# help find my ignition wire



## major (Apr 4, 2008)

tomcameron said:


> hi, I need some help on my wiring.
> 
> where is the ignition wire in the car? that i need to connect to the KSI relay
> I have a ford puma
> ...


They want you to use a wire from the keyswitch which is brought up to and stays at 12V+ when the key is turned on. That should close the relay which then provides B+ to the KSI input on the controller.


----------



## mizlplix (May 1, 2011)

Your former ignition wire would not be near the starter area. That wire is the "start" wire and is hot only when the key switch is in the Start position, (but dead when the key is in the run position).
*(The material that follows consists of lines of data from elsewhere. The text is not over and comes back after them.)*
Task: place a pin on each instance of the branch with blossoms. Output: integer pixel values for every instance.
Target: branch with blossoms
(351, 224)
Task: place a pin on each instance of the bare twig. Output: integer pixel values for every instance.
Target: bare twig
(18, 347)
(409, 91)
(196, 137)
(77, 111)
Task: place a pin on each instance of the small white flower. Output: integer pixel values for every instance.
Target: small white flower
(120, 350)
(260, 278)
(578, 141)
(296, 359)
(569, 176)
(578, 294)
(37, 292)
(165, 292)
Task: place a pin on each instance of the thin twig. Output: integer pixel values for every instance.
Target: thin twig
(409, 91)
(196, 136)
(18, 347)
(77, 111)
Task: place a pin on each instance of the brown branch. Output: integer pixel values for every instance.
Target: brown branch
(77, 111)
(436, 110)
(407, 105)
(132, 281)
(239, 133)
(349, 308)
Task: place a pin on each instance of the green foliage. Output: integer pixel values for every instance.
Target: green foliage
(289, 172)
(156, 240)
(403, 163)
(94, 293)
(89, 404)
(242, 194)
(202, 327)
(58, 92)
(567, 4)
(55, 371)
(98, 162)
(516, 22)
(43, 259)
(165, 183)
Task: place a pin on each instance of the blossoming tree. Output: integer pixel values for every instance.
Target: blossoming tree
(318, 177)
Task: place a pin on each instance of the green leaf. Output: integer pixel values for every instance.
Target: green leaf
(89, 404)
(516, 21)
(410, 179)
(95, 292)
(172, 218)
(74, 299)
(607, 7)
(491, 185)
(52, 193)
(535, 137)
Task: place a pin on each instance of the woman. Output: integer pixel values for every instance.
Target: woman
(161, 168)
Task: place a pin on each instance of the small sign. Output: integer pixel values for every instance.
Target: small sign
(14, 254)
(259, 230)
In actuality, almost any wire under the hood that is hot when the key is in the run position (and dead in the off position) would work.

Look for a wiring connector on the firewall that is where most of the engine wiring was run.
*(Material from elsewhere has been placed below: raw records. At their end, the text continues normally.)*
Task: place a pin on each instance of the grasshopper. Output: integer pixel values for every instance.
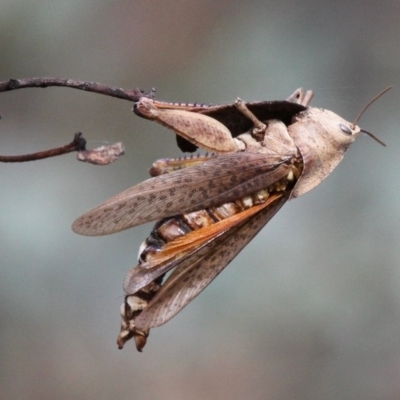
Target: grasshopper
(209, 207)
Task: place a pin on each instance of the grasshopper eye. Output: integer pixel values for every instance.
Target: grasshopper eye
(345, 129)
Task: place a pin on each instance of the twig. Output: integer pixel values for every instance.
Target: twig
(125, 94)
(78, 144)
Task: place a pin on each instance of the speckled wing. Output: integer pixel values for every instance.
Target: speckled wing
(195, 272)
(221, 179)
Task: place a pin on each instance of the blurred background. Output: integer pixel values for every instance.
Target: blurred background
(309, 310)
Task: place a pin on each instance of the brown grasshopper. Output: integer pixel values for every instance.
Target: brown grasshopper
(209, 207)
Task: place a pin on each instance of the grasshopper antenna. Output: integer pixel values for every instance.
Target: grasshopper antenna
(365, 108)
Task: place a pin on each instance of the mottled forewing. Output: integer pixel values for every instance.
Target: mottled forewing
(194, 273)
(222, 179)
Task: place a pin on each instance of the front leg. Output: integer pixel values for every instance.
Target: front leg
(203, 131)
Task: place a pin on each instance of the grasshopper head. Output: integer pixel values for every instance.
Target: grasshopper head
(322, 138)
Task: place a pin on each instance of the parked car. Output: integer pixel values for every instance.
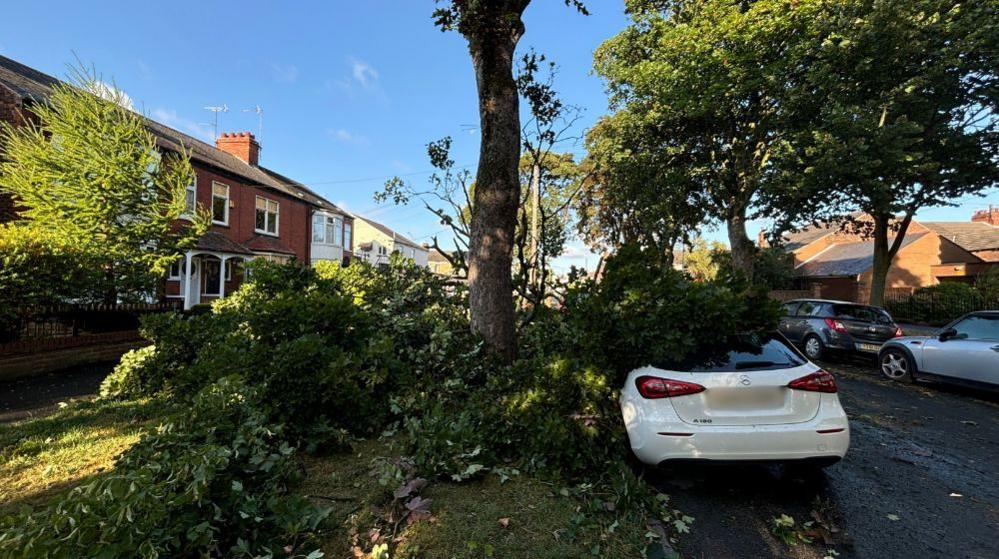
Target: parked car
(759, 399)
(965, 351)
(819, 326)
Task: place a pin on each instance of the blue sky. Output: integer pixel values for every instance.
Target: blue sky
(351, 91)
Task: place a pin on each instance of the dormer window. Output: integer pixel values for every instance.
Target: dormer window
(191, 199)
(267, 216)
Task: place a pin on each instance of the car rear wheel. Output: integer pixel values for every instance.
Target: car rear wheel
(814, 347)
(896, 365)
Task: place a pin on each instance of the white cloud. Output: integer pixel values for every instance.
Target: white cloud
(346, 136)
(284, 74)
(170, 117)
(362, 72)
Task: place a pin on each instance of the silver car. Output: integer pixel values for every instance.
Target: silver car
(965, 352)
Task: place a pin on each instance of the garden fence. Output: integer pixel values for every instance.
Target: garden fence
(30, 329)
(935, 308)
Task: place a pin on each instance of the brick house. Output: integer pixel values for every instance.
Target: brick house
(838, 264)
(375, 242)
(256, 212)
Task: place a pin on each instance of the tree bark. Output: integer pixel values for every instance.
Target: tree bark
(743, 249)
(884, 254)
(497, 190)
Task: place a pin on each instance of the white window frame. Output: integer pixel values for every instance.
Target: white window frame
(189, 213)
(179, 263)
(228, 191)
(267, 216)
(321, 219)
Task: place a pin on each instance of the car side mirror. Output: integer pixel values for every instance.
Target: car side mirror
(947, 334)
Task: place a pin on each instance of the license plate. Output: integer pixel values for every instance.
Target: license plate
(739, 399)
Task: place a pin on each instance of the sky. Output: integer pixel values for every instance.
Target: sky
(351, 91)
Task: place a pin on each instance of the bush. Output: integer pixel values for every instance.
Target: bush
(555, 411)
(211, 481)
(937, 304)
(40, 268)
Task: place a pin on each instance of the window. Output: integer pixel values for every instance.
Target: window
(176, 269)
(318, 228)
(327, 229)
(267, 216)
(337, 231)
(809, 308)
(978, 327)
(191, 199)
(862, 313)
(220, 203)
(745, 352)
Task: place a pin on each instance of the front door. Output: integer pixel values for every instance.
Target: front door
(212, 273)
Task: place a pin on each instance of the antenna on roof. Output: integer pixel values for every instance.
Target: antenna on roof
(223, 109)
(260, 115)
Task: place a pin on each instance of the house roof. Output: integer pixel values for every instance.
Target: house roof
(969, 235)
(803, 237)
(217, 242)
(390, 232)
(846, 259)
(36, 86)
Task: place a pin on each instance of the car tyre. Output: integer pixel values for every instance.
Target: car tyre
(896, 365)
(814, 348)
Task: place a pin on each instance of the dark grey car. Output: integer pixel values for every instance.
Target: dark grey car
(819, 326)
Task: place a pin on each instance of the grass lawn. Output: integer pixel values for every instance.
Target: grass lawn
(41, 456)
(522, 518)
(466, 521)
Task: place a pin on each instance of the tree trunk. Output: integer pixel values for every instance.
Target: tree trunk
(497, 192)
(884, 254)
(743, 249)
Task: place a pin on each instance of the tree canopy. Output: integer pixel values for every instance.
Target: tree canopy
(88, 170)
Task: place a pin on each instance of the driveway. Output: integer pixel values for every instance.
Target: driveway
(921, 479)
(35, 396)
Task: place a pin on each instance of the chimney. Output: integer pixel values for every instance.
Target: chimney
(990, 216)
(761, 239)
(241, 144)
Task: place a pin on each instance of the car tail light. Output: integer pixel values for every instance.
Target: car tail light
(819, 381)
(655, 387)
(836, 325)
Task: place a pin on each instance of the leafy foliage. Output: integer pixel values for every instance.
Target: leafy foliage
(211, 481)
(39, 267)
(87, 169)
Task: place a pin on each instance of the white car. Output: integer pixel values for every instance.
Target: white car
(758, 400)
(965, 352)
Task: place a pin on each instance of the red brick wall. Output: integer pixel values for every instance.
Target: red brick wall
(293, 220)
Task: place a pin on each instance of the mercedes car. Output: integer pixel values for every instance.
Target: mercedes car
(964, 352)
(758, 399)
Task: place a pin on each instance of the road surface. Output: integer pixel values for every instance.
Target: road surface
(921, 479)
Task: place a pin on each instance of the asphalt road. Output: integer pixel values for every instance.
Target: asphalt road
(34, 396)
(921, 479)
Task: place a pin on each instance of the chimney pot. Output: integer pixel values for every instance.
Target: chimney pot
(242, 144)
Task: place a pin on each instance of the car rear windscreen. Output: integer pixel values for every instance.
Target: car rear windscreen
(745, 353)
(862, 313)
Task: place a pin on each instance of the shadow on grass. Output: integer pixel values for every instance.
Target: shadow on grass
(42, 456)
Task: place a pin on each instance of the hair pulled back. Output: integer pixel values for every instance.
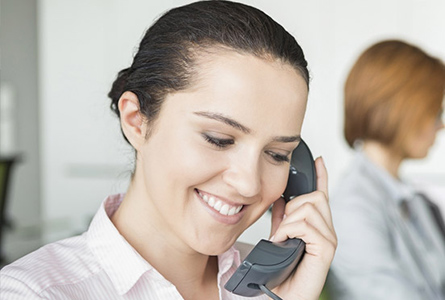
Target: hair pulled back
(166, 56)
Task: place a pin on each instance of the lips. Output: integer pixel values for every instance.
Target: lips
(219, 205)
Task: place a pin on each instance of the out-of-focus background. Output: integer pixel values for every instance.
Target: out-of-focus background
(59, 58)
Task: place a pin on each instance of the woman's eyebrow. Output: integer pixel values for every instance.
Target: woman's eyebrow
(224, 119)
(229, 121)
(287, 139)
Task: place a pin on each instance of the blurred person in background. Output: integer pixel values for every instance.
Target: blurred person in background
(391, 237)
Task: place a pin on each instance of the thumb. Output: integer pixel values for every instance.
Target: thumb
(277, 215)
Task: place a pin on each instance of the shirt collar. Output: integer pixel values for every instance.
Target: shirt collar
(118, 258)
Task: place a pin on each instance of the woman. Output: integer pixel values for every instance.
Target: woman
(213, 105)
(391, 242)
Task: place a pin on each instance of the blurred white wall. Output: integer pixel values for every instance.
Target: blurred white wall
(83, 44)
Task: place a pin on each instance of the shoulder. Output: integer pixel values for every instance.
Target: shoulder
(64, 262)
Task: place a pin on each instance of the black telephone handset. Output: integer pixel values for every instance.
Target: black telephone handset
(269, 264)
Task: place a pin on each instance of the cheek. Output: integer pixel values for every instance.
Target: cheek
(274, 184)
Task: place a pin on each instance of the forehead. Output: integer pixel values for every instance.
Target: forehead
(256, 91)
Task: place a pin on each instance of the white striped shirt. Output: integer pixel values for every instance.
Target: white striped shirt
(99, 264)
http://www.parrot.com/documents/en/support/schemasdinstallation/pdf/wiring_ford_ac000011aa_3.pdf

This is a good resource to find a usable wire.

Miz


----------



## tomcameron (Sep 24, 2011)

ok that narrows it down sorting all my loose wires. 

which wire could i connect the ksi relay to? 
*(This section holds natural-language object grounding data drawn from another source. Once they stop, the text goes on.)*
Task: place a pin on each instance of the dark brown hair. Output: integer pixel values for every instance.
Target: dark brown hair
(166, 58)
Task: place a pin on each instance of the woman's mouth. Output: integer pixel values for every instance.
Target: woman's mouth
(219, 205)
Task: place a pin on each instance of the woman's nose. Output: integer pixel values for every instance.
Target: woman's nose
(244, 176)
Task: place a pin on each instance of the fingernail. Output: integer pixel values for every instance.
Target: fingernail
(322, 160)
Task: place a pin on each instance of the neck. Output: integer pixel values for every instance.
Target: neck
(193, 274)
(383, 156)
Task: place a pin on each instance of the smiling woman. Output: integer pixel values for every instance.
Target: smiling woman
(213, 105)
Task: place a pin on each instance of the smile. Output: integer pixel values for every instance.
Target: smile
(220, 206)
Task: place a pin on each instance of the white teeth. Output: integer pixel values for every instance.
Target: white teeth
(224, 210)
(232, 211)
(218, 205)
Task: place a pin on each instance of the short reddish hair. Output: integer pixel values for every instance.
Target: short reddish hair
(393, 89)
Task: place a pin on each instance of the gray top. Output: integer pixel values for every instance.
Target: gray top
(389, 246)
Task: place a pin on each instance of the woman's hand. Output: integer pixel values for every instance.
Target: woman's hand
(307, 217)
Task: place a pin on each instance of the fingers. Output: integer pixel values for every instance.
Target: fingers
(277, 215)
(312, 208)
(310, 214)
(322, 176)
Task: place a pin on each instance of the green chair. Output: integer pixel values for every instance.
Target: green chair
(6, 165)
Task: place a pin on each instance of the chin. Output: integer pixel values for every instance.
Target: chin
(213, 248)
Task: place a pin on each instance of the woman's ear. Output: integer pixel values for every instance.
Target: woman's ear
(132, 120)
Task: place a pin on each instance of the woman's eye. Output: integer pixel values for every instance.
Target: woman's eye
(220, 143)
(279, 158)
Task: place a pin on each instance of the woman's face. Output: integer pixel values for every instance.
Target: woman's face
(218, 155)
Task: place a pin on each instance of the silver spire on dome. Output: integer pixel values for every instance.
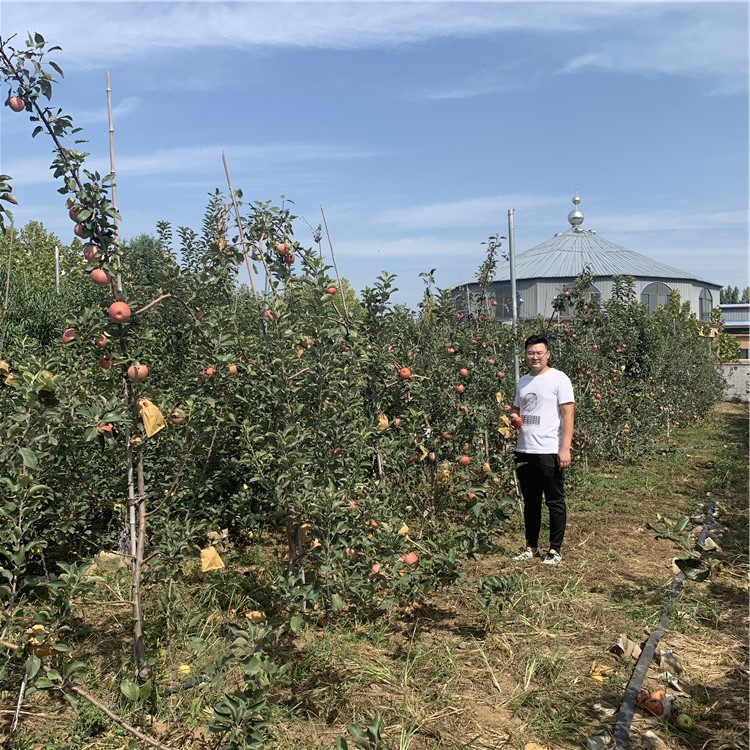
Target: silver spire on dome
(575, 217)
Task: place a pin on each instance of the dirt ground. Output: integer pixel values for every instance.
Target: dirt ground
(534, 667)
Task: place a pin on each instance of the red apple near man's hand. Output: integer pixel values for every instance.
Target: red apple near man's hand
(138, 372)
that people mostly choose?

thanks

tom


----------



## mizlplix (May 1, 2011)

Find a wire that is hot when the ignition key is in the run position.
Is off when the key is off.
Is also off when the key is in the Accessory position.

Then with the key "on", keep removing fuses until the power goes "off". That is your fuse for the circuit. Make a note of it.

Do not use that wire to power anything else.

Color does not matter.

Miz


----------



## crackerjackz (Jun 26, 2009)

You coûd also go directly to the steering column at the keyswitch a lot less wires there . Findthe wire with conditions listed above ...


----------